Robert A. Ginsburg, Dade County Atty., and Ralph C. Rocheteau, Asst. County Atty., John Flynn, Miami, for appellants.

Colson & Hicks and Mary Friedman, Miami, for appellees.



Metropolitan Dade County and police officers appeal from a jury verdict for plaintiff entered on a complaint alleging excessive or unnecessary force in subduing a person who had abducted plaintiff, resulting in serious injury to plaintiff. Appellants contend that an instruction given the jury constitutes reversible error.

Where jury in a civil action is given an incorrect instruction or one not applicable to the facts, together with correct instructions, reversal is not mandated unless the error results in a miscarriage of justice; a miscarriage of justice occurs where instructions may reasonably have confused or misled the jury. Florida Power & Light Company v. McCollum, 140 So. 2d 569 (Fla. 1962); LaFleur v. Castlewood International Corp., 294 So. 2d 21 (Fla.3d DCA 1974).

In this case the instruction on a duty of a private citizen to retreat before using deadly force, clearly not applicable, was given along with the instruction that a law enforcement officer need not retreat and *627 may use any force believed reasonably necessary in making an arrest. The series of instructions, considered as a whole, correctly stated the law. Edwards v. Poe, 203 So. 2d 188 (Fla.2d DCA 1967). It was clear that this was an action against police officers for negligence while acting in the scope of their employment. The jury was adequately instructed, as requested by appellant, that a law enforcement officer need not retreat and the instructions were neither conflicting nor confusing. Compare Veliz v. American Hospital, 414 So. 2d 226 (Fla.3d DCA 1982) (instructing jury that negligence is failure to use care generally used by hospitals in the community in similar cases conflicted with instruction that nurses are not to be held liable for honest errors of judgment).

On the cross-appeal we hold that plaintiff was not entitled to payment of costs under waiver of sovereign immunity statute where verdict exceeded the statutory recovery limit. Godoy v. Dade County, 410 So. 2d 1000 (Fla.3d DCA 1982); Berek v. Metropolitan Dade County, 396 So. 2d 756 (Fla.3d DCA 1981), petition for review granted, 6 F.L.W. 43 (Fla.Sup.Ct. Case No. 60,713, 1981).[1]

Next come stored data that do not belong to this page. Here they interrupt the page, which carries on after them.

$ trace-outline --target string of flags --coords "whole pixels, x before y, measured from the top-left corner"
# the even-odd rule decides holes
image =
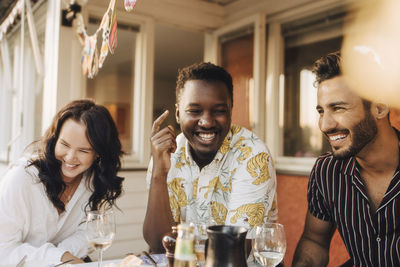
[[[124,0],[125,10],[130,12],[136,5],[137,0]],[[99,28],[93,35],[88,35],[80,13],[76,15],[76,33],[83,46],[81,65],[82,74],[92,79],[102,68],[104,61],[110,52],[114,54],[117,47],[117,13],[116,0],[110,0],[108,8],[103,15]],[[97,35],[102,32],[100,55],[97,49]]]

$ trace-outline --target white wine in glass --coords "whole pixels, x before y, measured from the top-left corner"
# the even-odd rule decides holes
[[[98,267],[103,261],[103,251],[109,248],[115,236],[115,216],[112,210],[89,211],[86,219],[86,237],[99,252]]]
[[[275,267],[286,252],[286,235],[282,224],[267,223],[256,227],[254,257],[262,266]]]

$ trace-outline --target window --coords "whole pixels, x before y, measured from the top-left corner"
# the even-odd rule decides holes
[[[266,139],[279,172],[308,175],[330,149],[318,128],[311,70],[316,59],[340,50],[347,11],[338,5],[310,4],[269,18]]]
[[[168,109],[170,114],[163,126],[172,125],[178,134],[180,126],[175,118],[178,69],[202,61],[204,35],[201,32],[156,23],[154,50],[154,109],[151,123]]]
[[[88,32],[100,21],[89,19]],[[118,23],[118,47],[109,54],[94,79],[87,79],[86,96],[107,107],[118,128],[122,149],[132,154],[136,35],[139,27]],[[98,47],[102,39],[98,35]]]
[[[97,5],[100,2],[86,6],[88,34],[94,33],[104,15],[104,7]],[[94,79],[85,78],[82,96],[105,105],[113,116],[125,153],[122,168],[144,169],[150,159],[153,115],[154,21],[120,12],[117,25],[118,46]]]
[[[340,49],[341,37],[290,46],[285,39],[283,156],[317,157],[329,150],[318,128],[317,88],[311,73],[319,57]]]
[[[232,75],[232,123],[252,130],[254,123],[253,25],[219,38],[221,65]]]
[[[224,66],[232,75],[232,123],[251,129],[262,140],[266,136],[265,19],[262,14],[252,15],[206,33],[204,55],[205,61]]]

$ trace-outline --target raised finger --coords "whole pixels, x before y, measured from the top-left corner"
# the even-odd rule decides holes
[[[169,115],[169,110],[164,111],[163,114],[161,114],[153,123],[153,127],[151,129],[151,135],[154,135],[160,130],[161,124],[164,122],[164,120],[168,117]]]

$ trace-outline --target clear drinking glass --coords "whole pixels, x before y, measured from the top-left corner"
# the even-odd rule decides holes
[[[206,264],[205,249],[207,240],[207,224],[197,223],[194,225],[194,253],[198,267]]]
[[[254,257],[262,266],[275,267],[286,252],[286,236],[282,224],[267,223],[256,227]]]
[[[179,207],[179,221],[180,223],[186,223],[186,206]]]
[[[86,219],[86,237],[99,251],[98,267],[103,261],[103,251],[111,246],[115,237],[115,215],[112,210],[89,211]]]

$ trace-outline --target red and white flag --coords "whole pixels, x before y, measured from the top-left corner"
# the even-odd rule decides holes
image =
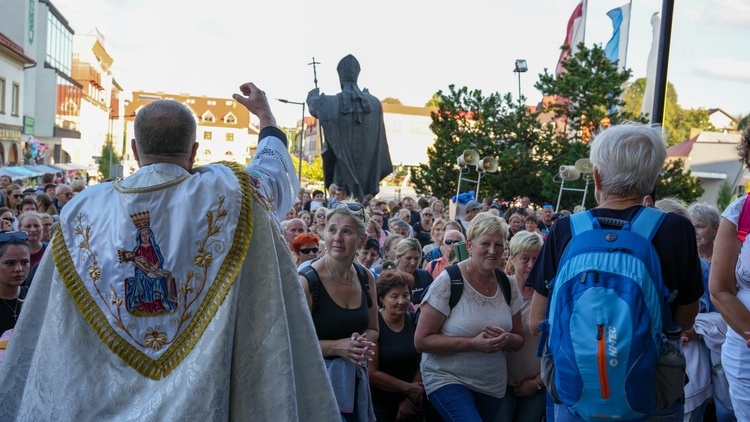
[[[583,42],[586,35],[586,5],[585,0],[581,0],[573,10],[573,14],[568,19],[568,31],[565,34],[565,42],[563,45],[570,46],[569,50],[562,50],[560,52],[560,59],[557,61],[557,67],[555,68],[555,75],[565,71],[563,63],[568,60],[572,55],[578,51],[578,43]]]

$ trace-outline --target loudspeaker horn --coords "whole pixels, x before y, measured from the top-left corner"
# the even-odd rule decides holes
[[[481,171],[494,173],[497,171],[497,160],[494,157],[484,157],[482,158],[482,161],[479,162],[479,168]]]
[[[469,166],[476,166],[479,164],[479,153],[474,151],[473,149],[467,149],[462,154],[462,157],[464,159],[464,162],[466,162]]]
[[[581,158],[576,160],[576,170],[580,171],[581,173],[591,173],[594,171],[594,163],[591,162],[588,158]]]
[[[560,178],[563,180],[578,180],[581,177],[581,172],[576,170],[575,166],[565,165],[560,166]]]

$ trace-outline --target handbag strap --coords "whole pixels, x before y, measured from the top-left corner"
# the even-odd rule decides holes
[[[750,201],[745,196],[745,204],[742,206],[742,212],[737,221],[737,238],[744,242],[748,233],[750,233]]]

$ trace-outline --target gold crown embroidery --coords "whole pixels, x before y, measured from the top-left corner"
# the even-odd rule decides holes
[[[138,230],[147,229],[151,226],[151,214],[149,211],[130,214],[130,219],[133,220],[133,224],[135,224],[135,228]]]

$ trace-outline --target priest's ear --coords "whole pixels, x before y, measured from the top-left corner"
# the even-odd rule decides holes
[[[141,157],[138,154],[138,147],[135,143],[135,138],[130,140],[130,149],[133,150],[133,157],[135,158],[135,161],[138,163],[138,167],[141,166]]]

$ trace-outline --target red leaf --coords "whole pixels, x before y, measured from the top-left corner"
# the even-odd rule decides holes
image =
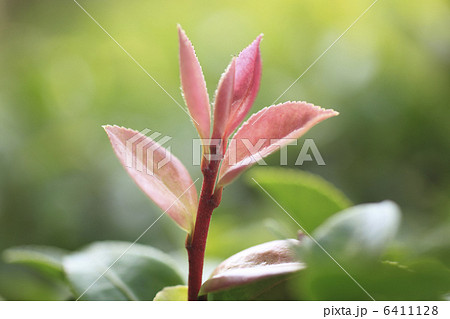
[[[239,126],[253,105],[258,94],[261,81],[261,52],[259,35],[236,58],[236,72],[234,79],[233,103],[224,138],[228,138]]]
[[[338,114],[306,102],[286,102],[253,114],[230,141],[218,184],[229,184],[260,158],[288,144],[287,139],[297,139],[315,124]]]
[[[245,249],[223,261],[202,285],[200,294],[226,290],[305,268],[293,249],[295,239],[275,240]]]
[[[233,59],[227,70],[222,75],[217,87],[216,98],[214,102],[214,128],[213,139],[221,139],[224,136],[227,122],[230,118],[231,104],[234,94],[235,62]],[[226,141],[223,141],[223,150],[225,150]]]
[[[131,178],[181,228],[190,233],[197,214],[197,191],[183,164],[140,132],[109,125],[104,129]]]
[[[186,33],[178,26],[180,42],[180,77],[184,100],[202,139],[210,134],[211,110],[202,68]]]

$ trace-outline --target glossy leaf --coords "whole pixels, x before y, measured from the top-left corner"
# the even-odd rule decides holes
[[[249,285],[270,277],[292,274],[303,269],[293,249],[298,240],[276,240],[243,250],[222,262],[203,284],[200,294]]]
[[[249,185],[260,191],[257,181],[308,232],[351,205],[350,200],[331,183],[299,169],[256,167],[246,178]],[[287,225],[297,231],[298,226],[288,216],[285,217]]]
[[[400,210],[393,202],[362,204],[333,215],[312,237],[340,260],[364,261],[380,256],[397,233],[399,224]],[[304,240],[302,248],[308,252],[308,260],[329,258],[310,238]]]
[[[183,284],[168,255],[128,242],[93,243],[66,256],[63,266],[80,300],[153,300],[162,288]]]
[[[188,300],[188,287],[187,286],[174,286],[166,287],[158,292],[153,301],[187,301]]]
[[[259,35],[236,58],[233,103],[230,117],[227,121],[225,139],[244,120],[258,94],[262,72],[261,52],[259,49],[261,39],[262,35]]]
[[[286,102],[253,114],[230,141],[219,173],[219,185],[305,134],[315,124],[338,115],[305,102]]]
[[[6,249],[3,260],[12,264],[23,264],[52,277],[63,279],[62,258],[67,251],[49,246],[19,246]]]
[[[202,68],[186,33],[178,26],[180,77],[184,100],[202,139],[210,134],[211,109]]]
[[[181,228],[191,232],[197,191],[183,164],[140,132],[118,126],[104,128],[114,152],[136,184]]]
[[[380,259],[399,223],[399,208],[389,201],[357,205],[331,216],[311,233],[314,240],[306,237],[298,250],[308,265],[292,283],[298,297],[378,300],[392,296],[387,287],[395,285],[394,274],[407,278],[408,271],[380,264]]]

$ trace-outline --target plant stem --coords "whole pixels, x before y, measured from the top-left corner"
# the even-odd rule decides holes
[[[189,259],[188,300],[197,300],[202,285],[206,238],[213,210],[219,205],[222,189],[214,192],[220,160],[202,165],[203,185],[197,210],[194,232],[186,239]]]

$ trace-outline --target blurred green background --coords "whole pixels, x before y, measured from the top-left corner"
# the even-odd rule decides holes
[[[177,23],[196,47],[210,97],[231,56],[264,33],[252,112],[279,97],[372,3],[79,2],[180,104]],[[449,1],[380,0],[280,99],[341,113],[306,135],[327,165],[299,169],[324,177],[354,203],[395,201],[403,211],[401,241],[447,267],[448,30]],[[134,241],[161,214],[120,166],[101,125],[172,136],[172,152],[200,177],[191,165],[196,131],[186,114],[75,2],[0,0],[0,70],[0,251]],[[290,166],[298,144],[289,147]],[[268,162],[279,166],[279,155]],[[224,192],[208,267],[277,238],[267,226],[283,212],[247,181]],[[184,236],[164,217],[140,242],[181,263]],[[0,296],[60,295],[37,273],[0,262]]]

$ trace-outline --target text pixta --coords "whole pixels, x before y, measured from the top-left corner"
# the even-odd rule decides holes
[[[323,317],[328,316],[353,316],[355,318],[367,315],[367,308],[357,306],[354,310],[349,307],[326,307],[323,309]]]

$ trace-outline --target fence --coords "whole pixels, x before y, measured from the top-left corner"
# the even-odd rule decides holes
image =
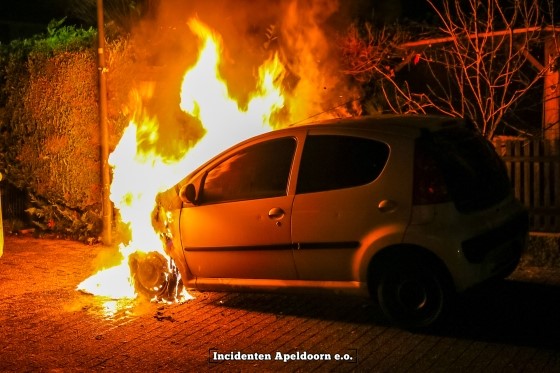
[[[496,140],[532,232],[560,232],[560,141]]]

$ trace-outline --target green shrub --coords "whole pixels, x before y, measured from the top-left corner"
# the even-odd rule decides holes
[[[88,241],[102,228],[95,36],[53,21],[44,35],[0,45],[0,172],[27,192],[39,231]],[[138,109],[129,105],[132,88],[167,72],[151,66],[145,48],[126,37],[106,45],[109,151]],[[175,154],[202,130],[184,125],[189,118],[168,88],[162,84],[149,106],[160,122],[183,124],[179,134],[160,136],[159,147]]]

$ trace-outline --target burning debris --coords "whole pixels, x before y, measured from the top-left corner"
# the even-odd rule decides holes
[[[156,319],[157,321],[171,321],[171,322],[176,321],[173,316],[169,316],[164,313],[163,307],[158,308],[156,314],[154,315],[154,319]]]

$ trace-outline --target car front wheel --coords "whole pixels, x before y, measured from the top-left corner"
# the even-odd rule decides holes
[[[176,268],[158,252],[135,252],[128,265],[136,291],[148,299],[172,301],[183,289]]]
[[[445,276],[423,260],[392,262],[379,274],[377,299],[391,321],[408,329],[440,323],[448,312],[451,291]]]

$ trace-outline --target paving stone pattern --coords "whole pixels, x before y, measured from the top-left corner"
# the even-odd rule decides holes
[[[340,296],[194,292],[110,313],[115,302],[75,291],[107,250],[6,237],[1,372],[560,372],[554,269],[520,269],[463,297],[441,331],[411,333]]]

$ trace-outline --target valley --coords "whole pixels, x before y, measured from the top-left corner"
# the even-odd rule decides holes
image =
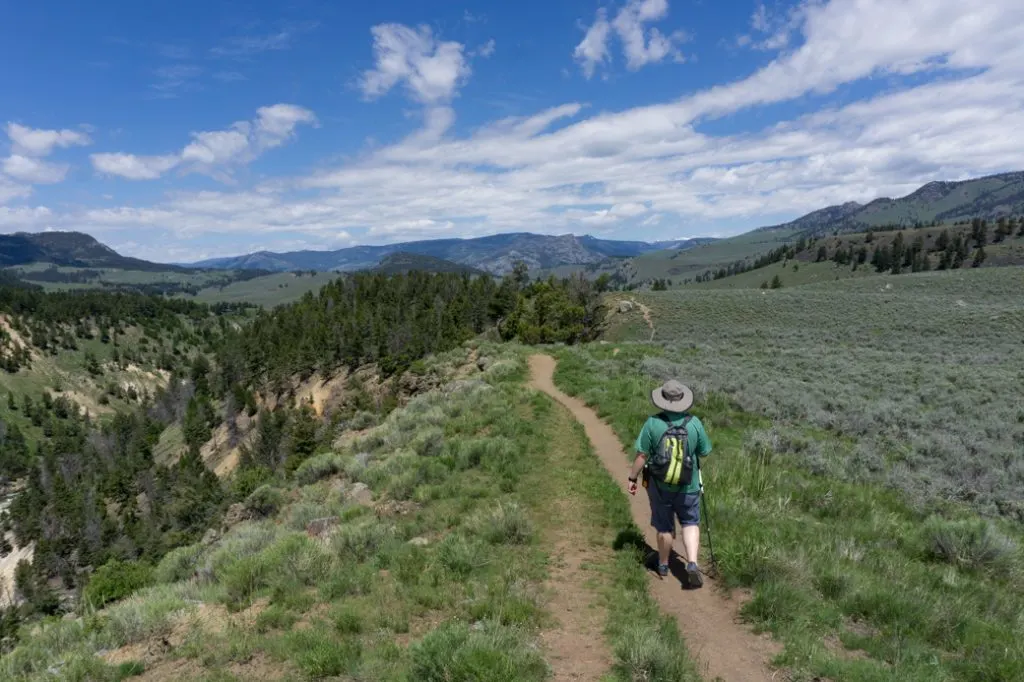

[1] Decisions in other jurisdictions conflict with Berek, supra and Godoy, supra, by holding that statutory limitation does not apply to costs, which may be taxed as if agencies were private individuals. Compare State, Dep't of Transp. v. Knowles, 388 So. 2d 1045 (Fla.2d DCA 1980), aff'd 402 So. 2d 1155 (Fla. 1981) and State, Board of Regents v. Yant, 360 So. 2d 99 (Fla. 1st DCA 1978), cert. denied, 364 So. 2d 892 (Fla. 1978) with Berek, supra and Godoy, supra.